Fresh IVF Cycle Process

The in vitro fertilization cycle consists of four stages: stimulation, egg retrieval, fertilization and transfer.

Stimulation - Frequent ultrasound exams are performed to evaluate the growth of the follicles that will produce the eggs. Hormonal monitoring with blood tests may also be used. Adjustments will be made to the stimulation medication doses based on these findings.

Egg retrieval - When the follicles and the eggs within them are judged to be mature, the eggs are retrieved by needle aspiration. During this procedure, a physician uses ultrasound to guide a needle through the vagina and into the ovaries to collect eggs. An anesthesiologist is present to provide pain medication and sedation so the patient does not feel pain. All follicles are aspirated to maximize the number of eggs collected.

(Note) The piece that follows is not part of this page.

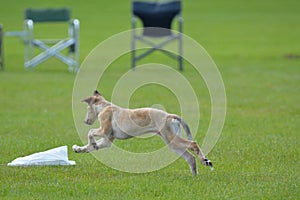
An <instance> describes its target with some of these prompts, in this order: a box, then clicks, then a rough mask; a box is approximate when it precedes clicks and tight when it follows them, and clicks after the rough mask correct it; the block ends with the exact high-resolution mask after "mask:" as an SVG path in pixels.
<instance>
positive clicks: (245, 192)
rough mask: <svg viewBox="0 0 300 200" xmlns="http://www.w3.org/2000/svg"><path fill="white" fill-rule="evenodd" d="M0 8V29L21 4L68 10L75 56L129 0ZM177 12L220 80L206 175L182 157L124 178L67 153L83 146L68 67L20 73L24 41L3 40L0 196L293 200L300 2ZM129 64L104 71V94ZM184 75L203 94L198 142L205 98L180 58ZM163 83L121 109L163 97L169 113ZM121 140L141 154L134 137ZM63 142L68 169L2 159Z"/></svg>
mask: <svg viewBox="0 0 300 200" xmlns="http://www.w3.org/2000/svg"><path fill="white" fill-rule="evenodd" d="M1 5H5V6H1V7H0V23H2V24H3V25H4V30H5V31H13V30H20V29H21V28H22V22H23V10H24V9H25V8H26V7H44V6H56V7H58V6H69V7H70V8H71V9H72V13H73V16H74V17H76V18H79V19H80V21H81V32H80V43H81V44H80V45H81V46H80V53H81V60H84V58H85V57H86V56H87V55H88V53H89V52H90V51H91V50H92V49H93V48H94V47H95V46H96V45H97V44H98V43H100V42H101V41H103V40H105V39H107V38H108V37H110V36H112V35H113V34H117V33H119V32H121V31H125V30H128V29H130V1H128V0H127V1H124V0H123V1H121V0H120V1H117V2H113V3H112V1H106V0H104V1H84V2H83V1H69V0H66V1H59V0H53V1H51V2H50V1H49V2H48V1H37V0H32V1H30V3H28V2H26V1H18V2H17V3H16V2H14V1H7V0H3V1H2V3H1ZM183 17H184V33H185V34H187V35H188V36H190V37H192V38H193V39H195V40H196V41H197V42H199V43H200V44H201V45H203V47H204V48H205V49H206V50H207V51H208V52H209V54H210V55H211V56H212V58H213V59H214V61H215V62H216V64H217V66H218V67H219V70H220V72H221V74H222V77H223V80H224V84H225V87H226V93H227V116H226V122H225V126H224V129H223V132H222V135H221V137H220V139H219V141H218V143H217V145H216V146H215V148H214V149H213V150H212V151H211V152H210V153H209V155H208V157H209V158H210V159H211V160H212V161H213V162H214V164H215V170H214V171H212V172H211V171H210V170H209V169H207V168H205V167H202V166H201V165H200V163H199V162H198V171H199V174H198V176H196V177H192V176H191V175H190V172H189V169H188V166H187V165H186V163H185V162H184V161H183V160H181V159H179V160H177V161H175V162H174V163H172V164H171V165H170V166H168V167H166V168H163V169H161V170H159V171H154V172H151V173H145V174H130V173H125V172H120V171H117V170H114V169H111V168H109V167H107V166H105V165H103V164H102V163H101V162H99V161H98V160H97V159H95V158H94V157H93V156H92V155H90V154H75V153H73V152H72V151H71V146H72V145H73V144H81V143H82V142H81V140H80V138H79V136H78V134H77V132H76V128H75V125H74V121H73V114H72V90H73V82H74V79H75V75H74V74H71V73H69V72H68V70H67V67H66V66H65V65H64V64H61V63H60V62H58V61H56V60H54V59H53V60H49V61H47V62H45V63H43V64H42V65H40V66H39V67H37V68H36V70H35V71H25V70H24V68H23V46H22V43H21V42H20V40H19V39H17V38H12V37H6V38H5V41H4V50H5V64H6V65H5V71H0V119H1V120H0V146H1V150H2V155H1V156H0V164H1V166H0V180H1V181H0V199H88V198H98V199H298V198H299V196H300V188H299V184H300V170H299V165H300V162H299V158H300V156H299V155H300V148H299V146H300V138H299V131H300V104H299V102H300V95H299V87H300V45H299V44H300V37H299V35H300V26H299V21H300V2H299V1H297V0H286V1H283V0H281V1H280V0H275V1H270V0H266V1H258V0H253V1H247V2H246V1H241V0H228V1H220V0H217V1H213V2H210V1H200V2H199V1H193V2H192V1H184V10H183ZM43 34H45V35H47V34H48V32H47V31H44V32H43ZM57 34H61V33H60V32H58V33H57ZM152 59H153V60H155V59H158V60H162V62H165V63H168V62H169V60H168V58H165V57H162V56H160V54H155V55H153V56H152V57H151V58H149V59H148V61H151V62H153V60H152ZM170 65H174V63H173V62H170ZM100 67H101V66H100ZM129 68H130V57H129V55H124V57H122V58H120V59H118V60H117V61H116V62H114V63H112V66H111V67H110V68H109V70H108V71H107V72H106V73H105V78H104V79H103V82H101V85H100V86H99V89H100V90H101V91H102V93H103V94H104V95H105V96H107V97H108V99H109V98H110V97H111V90H112V85H113V84H114V83H115V82H116V81H117V80H118V78H119V77H120V76H122V74H123V73H124V72H126V71H127V70H129ZM158 73H159V72H158ZM183 75H184V76H185V77H187V79H188V80H189V81H190V82H191V83H192V85H193V87H194V89H195V91H196V94H197V97H198V98H199V101H201V115H202V117H201V121H200V124H201V127H200V128H199V131H198V134H197V137H196V140H197V141H198V142H199V143H200V144H201V143H202V139H203V137H204V133H205V131H206V130H207V127H208V123H209V119H210V107H209V106H210V99H209V94H208V92H207V91H206V87H205V85H204V84H203V83H202V81H201V80H200V78H199V77H198V76H194V70H193V69H192V68H191V67H189V65H186V68H185V71H184V72H183ZM93 89H94V88H91V92H92V90H93ZM154 89H155V91H156V94H155V95H152V94H153V90H154ZM164 91H165V88H159V87H157V86H151V85H149V86H147V87H143V88H140V89H139V90H137V91H136V93H135V94H134V95H133V97H132V98H131V101H130V107H140V106H149V105H150V106H151V105H153V104H157V103H160V104H163V105H164V107H165V108H166V109H167V110H168V111H170V112H174V113H178V109H177V108H176V105H177V101H176V98H174V96H173V94H172V93H170V92H169V93H168V92H167V93H166V94H164V93H163V92H164ZM174 105H175V107H174ZM191 106H192V105H191ZM205 106H207V107H205ZM83 108H84V107H83ZM153 141H157V143H156V142H153ZM153 141H152V143H151V144H154V145H157V146H160V145H161V144H162V143H161V141H160V140H156V139H155V138H153ZM118 144H119V145H121V146H122V145H124V147H128V148H129V147H130V149H133V150H135V151H140V150H141V147H140V146H139V144H138V143H137V141H136V140H129V141H127V142H126V143H124V141H118ZM61 145H68V147H69V159H70V160H75V161H76V166H72V167H25V168H23V167H7V166H6V164H7V163H8V162H10V161H12V160H13V159H15V158H16V157H19V156H25V155H28V154H31V153H34V152H37V151H43V150H46V149H50V148H54V147H57V146H61ZM127 145H128V146H127Z"/></svg>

Fertilization - Once the eggs have been collected, the male provides a semen sample. Sperm and eggs can be joined in one of two ways. They can be mixed in a laboratory dish or a single sperm can be injected into each egg, a process called intracytoplasmic sperm injection, or ICSI.

The following day, eggs are examined to check for fertilization. Fertilized eggs become embryos. Typically, about 75 percent to 80 percent of the eggs become fertilized.

Embryo Transfer - Three to five days after fertilization, embryos will be selected and transferred to the woman’s uterus.

About 10 days later - two weeks after the egg retrieval – a blood test is performed to check for pregnancy. If the results are positive, the test is usually repeated 48 hours later to check that the pregnancy is progressing. If these results are also good, an ultrasound is planned for around seven weeks of gestational age (about five weeks from egg retrieval) to assess the location and number of pregnancies.

IVF Medications

In vitro fertilization patients commit to taking several medications to help improve the likelihood of pregnancy.

A woman receives various stimulation hormones to encourage the growth of follicles, as well as a medication to prevent premature ovulation. Once the follicles are mature, another medication triggers the final maturation of the eggs prior to retrieval.

Progesterone, a female hormone that prepares the uterus to receive and sustain an embryo, is given after egg retrieval and is continued until 10 weeks of pregnancy (eight weeks after retrieval). A woman then continues prenatal care with her obstetrician.

Assisted Hatching

A few days (six to seven) after fertilization, the thin shell surrounding the embryo—the zona pellucida—should erupt. This “hatching” occurs to allow the embryo’s cells to come in contact with the uterus, allowing implantation – and pregnancy. Without hatching, implantation cannot take place.

In some women, the zona becomes toughened, preventing the embryo from hatching. Therefore, “assisted hatching” may be necessary in certain IVF procedures. Three days after egg retrieval, eggs are viewed under high magnification and a small hole is mechanically made in the zona. Specialists at the Reproductive Medicine Center typically recommend hatching for women who have repeated implantation failures, older women and situations where the embryologist notes a thickened zona.

Frozen Embryos (Cryopreservation)

Any embryos remaining following a fresh IVF cycle (those not placed in the uterus) can be frozen through a special technique of cryopreservation and used in the future if the first cycle does not succeed. They can also be used years later for another pregnancy if desired by the couple.

The process does not require ovarian stimulation. Rather, the woman takes oral estrogen in increasing doses followed by progesterone to prepare the uterus for implantation. At the right time, embryos are thawed and placed in the uterine cavity.